Sergio, siempre tan correcto, se apresuró a llamar a una ambulancia. Mientras tanto, Lucía rebuscaba en mi bolso buscando mi tarjeta sanitaria y mi DNI.
—¿Dónde tienes los papeles del seguro privado? —preguntó con urgencia.
—En el cajón del escritorio —respondí, sintiendo una punzada de incomodidad. ¿Por qué tanta prisa?
En el hospital, todo fue un torbellino de pruebas y preguntas. Mi hija no se separó de mi lado ni un momento. Sergio se encargó de hablar con los médicos y gestionar los trámites. Pero algo en su actitud me inquietaba: demasiada eficiencia, demasiada preocupación por los detalles administrativos.
Esa noche, mientras intentaba dormir entre el pitido de las máquinas y el murmullo lejano de las enfermeras, escuché a Lucía hablando por teléfono en el pasillo.
—Sí, mamá está estable… No sé, Sergio dice que deberíamos revisar los papeles del piso cuanto antes. Si pasa algo… Ya sabes cómo es esto. —Su voz era baja, pero el miedo y la ansiedad eran evidentes.
Me sentí traicionada. ¿De verdad pensaban ya en la herencia? ¿Era eso lo que les preocupaba?
Al día siguiente, me dieron el alta. Lucía insistió en que me fuera a vivir con ellos «al menos unas semanas». Me resistí al principio, pero su insistencia fue tal que acabé cediendo.
En su casa todo era diferente. Me sentía una extraña entre sus muebles modernos y sus rutinas milimetradas. Lucía me preparaba las comidas y Sergio se encargaba de mis medicinas. Pero cada conversación giraba en torno a mis cuentas bancarias, a los papeles del piso de Chamberí o a las joyas de la familia.
—Mamá, deberías pensar en dejar todo bien atado —me decía Lucía mientras me servía el café.— Ya sabes cómo son los líos cuando falta alguien…
—No pienso morirme todavía —respondía yo con una sonrisa forzada.
Pero por dentro sentía un frío que nada tenía que ver con el aire acondicionado.
Una tarde, mientras Sergio revisaba unos papeles en el despacho y Lucía salía a hacer la compra, aproveché para llamar a mi amiga Carmen.
—Carmen, no sé qué hacer… Siento que sólo les importa lo que tengo, no yo —le confesé entre lágrimas.
—Marina, tienes que protegerte. Haz lo que creas mejor para ti —me aconsejó con esa sensatez suya tan castellana.
Esa noche apenas dormí. Recordé a mi difunto marido, Antonio, y cómo siempre decía: «La familia es lo más importante». Pero ¿qué pasa cuando la familia sólo ve en ti un testamento andante?
Al día siguiente tomé una decisión. Salí temprano de casa con la excusa de dar un paseo y fui directa al despacho del notario en la calle Serrano.

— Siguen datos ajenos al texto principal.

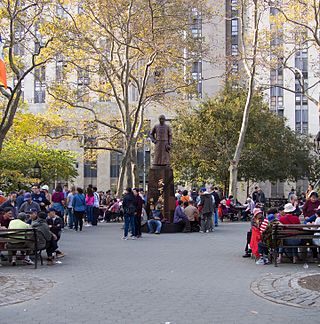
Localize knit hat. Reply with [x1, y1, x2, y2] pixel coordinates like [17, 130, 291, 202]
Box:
[268, 214, 275, 222]
[23, 192, 31, 201]
[283, 203, 296, 213]
[253, 208, 262, 216]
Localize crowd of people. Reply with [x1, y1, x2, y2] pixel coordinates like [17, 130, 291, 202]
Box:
[0, 184, 107, 266]
[243, 186, 320, 265]
[0, 184, 320, 266]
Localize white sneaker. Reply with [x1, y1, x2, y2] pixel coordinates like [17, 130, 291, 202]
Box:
[23, 259, 34, 265]
[263, 258, 270, 264]
[256, 258, 265, 265]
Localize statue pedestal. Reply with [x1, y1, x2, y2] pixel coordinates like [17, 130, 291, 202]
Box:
[148, 166, 176, 223]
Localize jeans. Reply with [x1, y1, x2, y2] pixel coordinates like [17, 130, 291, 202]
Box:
[134, 215, 141, 236]
[124, 214, 136, 237]
[214, 208, 219, 226]
[258, 242, 269, 256]
[148, 219, 162, 233]
[74, 211, 84, 231]
[68, 207, 74, 228]
[87, 205, 93, 224]
[46, 239, 58, 258]
[303, 215, 317, 224]
[279, 239, 301, 257]
[201, 213, 212, 232]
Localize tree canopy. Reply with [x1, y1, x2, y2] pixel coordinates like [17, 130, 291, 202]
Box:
[0, 140, 78, 192]
[173, 88, 312, 183]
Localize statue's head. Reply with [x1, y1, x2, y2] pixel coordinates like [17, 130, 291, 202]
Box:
[159, 115, 166, 125]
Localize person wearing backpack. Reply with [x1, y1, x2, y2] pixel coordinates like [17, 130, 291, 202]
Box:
[122, 188, 137, 240]
[72, 188, 87, 232]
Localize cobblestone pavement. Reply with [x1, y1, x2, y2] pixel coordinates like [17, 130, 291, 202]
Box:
[251, 272, 320, 309]
[0, 275, 53, 306]
[0, 223, 319, 324]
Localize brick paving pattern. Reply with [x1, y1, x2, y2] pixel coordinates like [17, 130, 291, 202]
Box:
[0, 223, 319, 324]
[251, 272, 320, 309]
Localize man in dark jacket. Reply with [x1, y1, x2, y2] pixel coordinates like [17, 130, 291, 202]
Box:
[31, 212, 58, 265]
[47, 208, 64, 258]
[212, 187, 221, 227]
[199, 188, 214, 233]
[31, 184, 50, 211]
[0, 192, 18, 218]
[122, 188, 137, 240]
[133, 188, 144, 238]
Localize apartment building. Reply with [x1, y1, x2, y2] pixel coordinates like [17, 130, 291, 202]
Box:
[9, 0, 320, 197]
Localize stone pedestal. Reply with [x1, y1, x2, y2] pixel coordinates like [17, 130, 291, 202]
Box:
[148, 166, 176, 223]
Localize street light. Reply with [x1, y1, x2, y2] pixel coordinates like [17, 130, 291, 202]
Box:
[33, 161, 41, 179]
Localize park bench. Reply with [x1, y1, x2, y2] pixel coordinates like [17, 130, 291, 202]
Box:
[272, 223, 320, 267]
[0, 228, 43, 269]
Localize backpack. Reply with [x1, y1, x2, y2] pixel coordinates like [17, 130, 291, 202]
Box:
[261, 220, 280, 249]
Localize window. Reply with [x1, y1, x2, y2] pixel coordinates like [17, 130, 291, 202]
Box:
[231, 19, 238, 36]
[270, 87, 283, 96]
[231, 63, 239, 73]
[34, 66, 46, 103]
[84, 161, 98, 178]
[231, 44, 239, 56]
[110, 152, 121, 178]
[77, 69, 90, 102]
[192, 62, 202, 74]
[56, 55, 66, 81]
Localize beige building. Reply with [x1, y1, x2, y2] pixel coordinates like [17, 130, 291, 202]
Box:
[16, 0, 320, 197]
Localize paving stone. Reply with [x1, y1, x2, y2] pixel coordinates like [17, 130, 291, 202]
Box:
[0, 223, 319, 324]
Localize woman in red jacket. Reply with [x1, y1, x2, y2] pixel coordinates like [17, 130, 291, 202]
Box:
[302, 191, 320, 222]
[278, 203, 301, 263]
[250, 208, 262, 258]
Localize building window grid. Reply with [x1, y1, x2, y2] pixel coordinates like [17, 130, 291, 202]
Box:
[34, 66, 46, 103]
[295, 48, 309, 134]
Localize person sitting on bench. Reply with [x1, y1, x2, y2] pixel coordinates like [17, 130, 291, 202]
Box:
[173, 200, 190, 233]
[7, 213, 34, 266]
[148, 203, 162, 234]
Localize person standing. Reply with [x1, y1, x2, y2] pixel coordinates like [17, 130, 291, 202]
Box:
[199, 188, 214, 233]
[52, 184, 65, 218]
[67, 186, 76, 229]
[92, 187, 100, 226]
[212, 187, 221, 227]
[0, 191, 18, 218]
[133, 188, 144, 238]
[85, 187, 94, 226]
[173, 200, 191, 233]
[72, 188, 86, 232]
[31, 184, 50, 211]
[122, 188, 137, 240]
[41, 185, 52, 205]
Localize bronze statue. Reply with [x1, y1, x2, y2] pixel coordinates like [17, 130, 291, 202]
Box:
[149, 115, 172, 166]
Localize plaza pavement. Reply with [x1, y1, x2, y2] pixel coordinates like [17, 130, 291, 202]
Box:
[0, 223, 319, 324]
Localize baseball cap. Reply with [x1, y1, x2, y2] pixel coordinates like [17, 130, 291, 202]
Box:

—Quiero cambiar mi testamento —le dije al señor Gutiérrez, el notario de toda la vida.— Quiero dejar claro que nadie va a heredar nada si no demuestra primero que me quiere por lo que soy y no por lo que tengo.
El notario me miró sorprendido.
—¿Está segura, doña Marina? Esto puede traer problemas familiares…
—Ya tengo suficientes problemas con una familia así —respondí con amargura.
Firmé los papeles con mano firme. Salí del despacho sintiéndome más ligera pero también más sola que nunca.
Esa noche, cuando regresé a casa de Lucía, ella me esperaba en el salón.
—¿Dónde has estado? Estábamos preocupados —dijo con voz tensa.
—He ido a hacer unas gestiones —respondí sin dar detalles.
Sergio apareció detrás de ella con cara de pocos amigos.
—¿No confías en nosotros? —preguntó directamente.
Me quedé callada unos segundos. Luego les miré a ambos a los ojos.
—Confío en quien me demuestra amor sin condiciones. Vosotros sabréis si entráis en esa categoría.
El silencio fue tan denso como el calor de aquel verano madrileño.
Ahora escribo estas líneas desde mi piso de Chamberí. He decidido volver a mi casa y vivir mis días como yo quiera. No sé si he hecho bien o mal cambiando el testamento. Quizá he sido demasiado dura. Pero ¿qué sentido tiene dejarlo todo a quienes sólo ven en ti un número en una cuenta bancaria?
¿De verdad el dinero puede destruir tanto una familia? ¿O es que nunca hubo amor verdadero? ¿Qué haríais vosotros en mi lugar?